Sunday, February 10, 2013

A Madrasi discovers a Minor Planet!

One of the things I miss most in Bangalore is a clear sky! Light pollution has taken away the sky I thought was my inalienable right! So, I was jealous of the guy in Chennai who discovered what he called a minor planet in his publication. The Madras Observatory from where he discovered this astronomical object is within walking distance of the house I grew up in – it is in Nungambakkam!
Let me now confess a few liberties I have taken with the truth! The incident did not take place Chennai, but in what was then propahly called Madras! I should have said “discovered” rather than “discovers” in my title! Lastly, my Madrasi who lived thirty years in Madras and died in the same city would be called an Englishman by some chauvinists!
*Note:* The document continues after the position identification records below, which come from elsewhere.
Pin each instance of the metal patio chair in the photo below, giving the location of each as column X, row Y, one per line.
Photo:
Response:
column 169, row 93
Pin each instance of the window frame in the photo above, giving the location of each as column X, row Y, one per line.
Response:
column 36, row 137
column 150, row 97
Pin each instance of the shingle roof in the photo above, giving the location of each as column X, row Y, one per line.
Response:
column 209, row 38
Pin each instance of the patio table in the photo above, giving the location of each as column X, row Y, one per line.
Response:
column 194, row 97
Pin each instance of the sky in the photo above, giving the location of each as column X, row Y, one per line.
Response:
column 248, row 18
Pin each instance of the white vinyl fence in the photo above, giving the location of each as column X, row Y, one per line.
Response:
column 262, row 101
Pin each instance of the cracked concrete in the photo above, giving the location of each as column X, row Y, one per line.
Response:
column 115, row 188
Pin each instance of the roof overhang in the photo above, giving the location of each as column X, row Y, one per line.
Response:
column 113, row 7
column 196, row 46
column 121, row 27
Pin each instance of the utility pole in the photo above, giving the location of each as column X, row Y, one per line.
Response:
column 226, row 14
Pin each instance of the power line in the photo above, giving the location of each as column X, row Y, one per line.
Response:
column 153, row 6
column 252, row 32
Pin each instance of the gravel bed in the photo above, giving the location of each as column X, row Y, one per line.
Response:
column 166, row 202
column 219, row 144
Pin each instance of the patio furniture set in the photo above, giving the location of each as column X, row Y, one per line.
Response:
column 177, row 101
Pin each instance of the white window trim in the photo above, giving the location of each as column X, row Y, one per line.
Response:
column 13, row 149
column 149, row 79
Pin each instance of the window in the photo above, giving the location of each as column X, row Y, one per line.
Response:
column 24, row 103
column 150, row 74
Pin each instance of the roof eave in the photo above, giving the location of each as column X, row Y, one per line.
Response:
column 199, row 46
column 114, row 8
My hero is Mr N. R. Pogson ( ). He discovered eight asteroids and six variable stars.

I got to know of him today, when I did a web search to see if there are cases of asteroids known which have their own satellites! Sure there are! This makes me hope secretly that 2012_DA14 which is going to whizz by on the night of Feb 15, 2013 will have a few satellites too! See my post wondering if stuff accompanying DA14 could enter the atmosphere and give us a great fire-works display.
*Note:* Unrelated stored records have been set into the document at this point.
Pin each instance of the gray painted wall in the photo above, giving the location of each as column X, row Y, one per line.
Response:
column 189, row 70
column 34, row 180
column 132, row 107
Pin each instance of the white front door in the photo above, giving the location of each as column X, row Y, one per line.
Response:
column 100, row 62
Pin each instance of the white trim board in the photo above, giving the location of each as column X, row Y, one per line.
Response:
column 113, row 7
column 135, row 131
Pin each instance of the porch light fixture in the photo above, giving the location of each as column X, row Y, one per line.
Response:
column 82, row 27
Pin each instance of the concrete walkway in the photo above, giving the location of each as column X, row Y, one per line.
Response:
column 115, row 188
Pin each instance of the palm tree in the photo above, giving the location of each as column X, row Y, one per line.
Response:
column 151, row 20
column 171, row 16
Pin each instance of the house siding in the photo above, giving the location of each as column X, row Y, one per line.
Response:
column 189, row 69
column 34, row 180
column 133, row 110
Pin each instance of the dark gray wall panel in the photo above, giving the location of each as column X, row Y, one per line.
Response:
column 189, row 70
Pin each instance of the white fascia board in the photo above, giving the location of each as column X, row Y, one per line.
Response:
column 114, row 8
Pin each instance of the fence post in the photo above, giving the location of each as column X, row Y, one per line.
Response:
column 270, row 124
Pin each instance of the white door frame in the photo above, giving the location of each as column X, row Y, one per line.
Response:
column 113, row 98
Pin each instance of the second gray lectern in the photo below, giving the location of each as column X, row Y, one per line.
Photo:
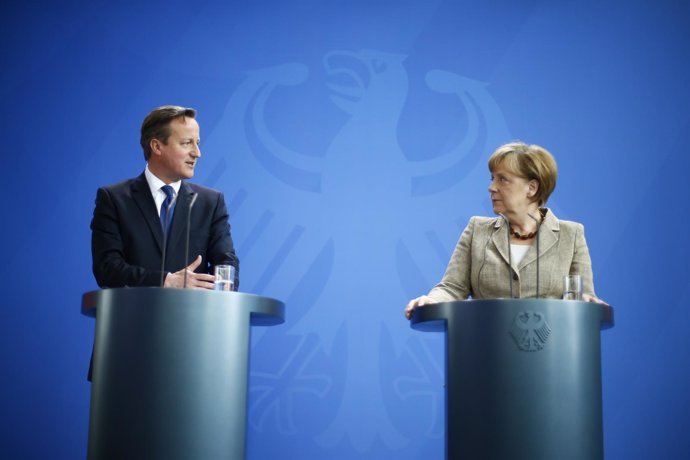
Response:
column 523, row 377
column 170, row 370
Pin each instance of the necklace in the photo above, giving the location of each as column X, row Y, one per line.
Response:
column 517, row 235
column 529, row 236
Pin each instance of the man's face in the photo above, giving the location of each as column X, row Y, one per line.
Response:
column 176, row 159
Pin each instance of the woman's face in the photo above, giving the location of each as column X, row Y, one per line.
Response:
column 511, row 194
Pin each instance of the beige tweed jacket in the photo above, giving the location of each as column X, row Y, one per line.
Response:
column 479, row 265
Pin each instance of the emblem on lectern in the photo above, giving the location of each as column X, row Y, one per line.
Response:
column 530, row 330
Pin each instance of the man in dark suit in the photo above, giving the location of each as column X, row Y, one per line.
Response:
column 132, row 219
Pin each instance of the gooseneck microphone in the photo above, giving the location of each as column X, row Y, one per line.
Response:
column 510, row 258
column 538, row 228
column 165, row 238
column 186, row 242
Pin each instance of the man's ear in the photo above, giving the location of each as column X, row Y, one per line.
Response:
column 155, row 146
Mr Pogson reported the discovery of what he called a minor planet that he named Sylvia, in 1866! Refer
Pogson, N. R. (1866), Minor Planet (87) Sylvia, Monthly Notices of the Royal Astronomical Society, Vol. 26, p. 311 (June 1866).
Is Sylvia a minor planet or a mere asteroid? I will let you search for and find the answer. Suffice it to say that it is about 286 KM in “diameter”. What attracted my attention was the fact much later, other observers discovered that Sylvia had two moons – which were named Romulus and Remus. The babies are not puny either – each one has a mass of about 10 to the power of 12 tons! The big brother Romulus goes as far as 1356 Km from its parent during its orbit.
Now tell me! Is there a chance we will see some fireworks when DA14 does a fly -past?